In 1971, a 45 meter long tunnel was dug and 111 political prisoners, including future president José Mujica, escaped from the high security Punta Carretas Penitentiary in Montevideo, Uruguay. It was the largest prison escape in history.
 In 1973, three Provisional Irish Republican Army prisoners escaped in the Mountjoy Prison helicopter escape, when a hijacked helicopter landed in the exercise yard at Mountjoy Prison, Dublin, Republic of Ireland.
 In 1974, Thomas Knight, a man awaiting trial for a double murder, escaped from the Miami-Dade County Jail, along with ten other prisoners. Eight of the eleven escapees were captured within two days but Knight remained a fugitive for over three months. While on the run, Knight committed another murder. He was captured in New Smyrna Beach, Florida, and later executed in 2014.

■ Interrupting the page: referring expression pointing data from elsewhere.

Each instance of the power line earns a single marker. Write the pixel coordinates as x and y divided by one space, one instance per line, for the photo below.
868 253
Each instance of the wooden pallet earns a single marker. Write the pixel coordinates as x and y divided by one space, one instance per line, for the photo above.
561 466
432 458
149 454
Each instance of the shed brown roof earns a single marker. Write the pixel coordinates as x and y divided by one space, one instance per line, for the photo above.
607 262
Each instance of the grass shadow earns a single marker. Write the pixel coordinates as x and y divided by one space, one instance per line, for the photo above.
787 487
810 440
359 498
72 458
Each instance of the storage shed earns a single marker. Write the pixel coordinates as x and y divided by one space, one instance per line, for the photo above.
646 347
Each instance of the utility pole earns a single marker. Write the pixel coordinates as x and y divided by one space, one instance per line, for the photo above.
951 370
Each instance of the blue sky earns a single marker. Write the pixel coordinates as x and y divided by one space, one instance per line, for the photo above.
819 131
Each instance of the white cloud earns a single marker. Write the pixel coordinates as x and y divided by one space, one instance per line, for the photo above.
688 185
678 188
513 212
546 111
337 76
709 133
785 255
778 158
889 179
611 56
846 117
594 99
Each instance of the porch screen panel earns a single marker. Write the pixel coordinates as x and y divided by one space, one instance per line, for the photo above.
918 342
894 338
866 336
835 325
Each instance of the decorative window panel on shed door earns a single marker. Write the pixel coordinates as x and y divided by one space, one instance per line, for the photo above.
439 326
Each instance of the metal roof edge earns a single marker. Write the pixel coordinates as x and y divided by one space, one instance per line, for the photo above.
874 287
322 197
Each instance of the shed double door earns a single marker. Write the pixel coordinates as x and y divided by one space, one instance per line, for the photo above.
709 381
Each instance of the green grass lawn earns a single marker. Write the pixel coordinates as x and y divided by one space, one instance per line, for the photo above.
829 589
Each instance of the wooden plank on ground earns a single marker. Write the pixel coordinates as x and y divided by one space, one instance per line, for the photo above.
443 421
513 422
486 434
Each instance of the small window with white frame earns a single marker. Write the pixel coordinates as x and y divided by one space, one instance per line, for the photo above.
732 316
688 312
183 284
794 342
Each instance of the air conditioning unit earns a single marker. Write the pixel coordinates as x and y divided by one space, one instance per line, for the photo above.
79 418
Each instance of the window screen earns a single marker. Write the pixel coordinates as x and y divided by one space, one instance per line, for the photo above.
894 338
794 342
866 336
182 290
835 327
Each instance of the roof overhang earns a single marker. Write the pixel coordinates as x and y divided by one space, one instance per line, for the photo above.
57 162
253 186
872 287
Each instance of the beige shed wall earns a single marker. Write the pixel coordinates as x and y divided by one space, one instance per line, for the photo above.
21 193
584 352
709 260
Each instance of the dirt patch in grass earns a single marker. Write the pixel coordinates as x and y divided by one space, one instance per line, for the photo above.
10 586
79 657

 In 1975 Billy Hayes, a convicted drug smuggler escaped from a İmralı prison on an island in the Sea of Marmara, Turkey, using a rowboat. He made his way to Greece, where he was eventually deported to the U.S. Hayes wrote a book on his experiences, Midnight Express, which was later adapted into the 1978 film of the same name starring Brad Davis as Hayes.

1976–1999
 On 5 April 1976, in the Segovia prison break, twenty nine prisoners escaped from prison, in Spain's largest prison break since the country's civil war. The majority belonged to the Basque separatist group ETA. The majority of prisoners were recaptured in shoot outs with the authorities in the next few days, during which one escapee was killed, though four managed to escape to France.     
 On 10 June 1977, the convicted murderer of Martin Luther King Jr., James Earl Ray, escaped from Brushy Mountain State Penitentiary in Tennessee, along with six others. Ray was recaptured after two days. He had been running and hiding in the mountainous forest surrounding the prison.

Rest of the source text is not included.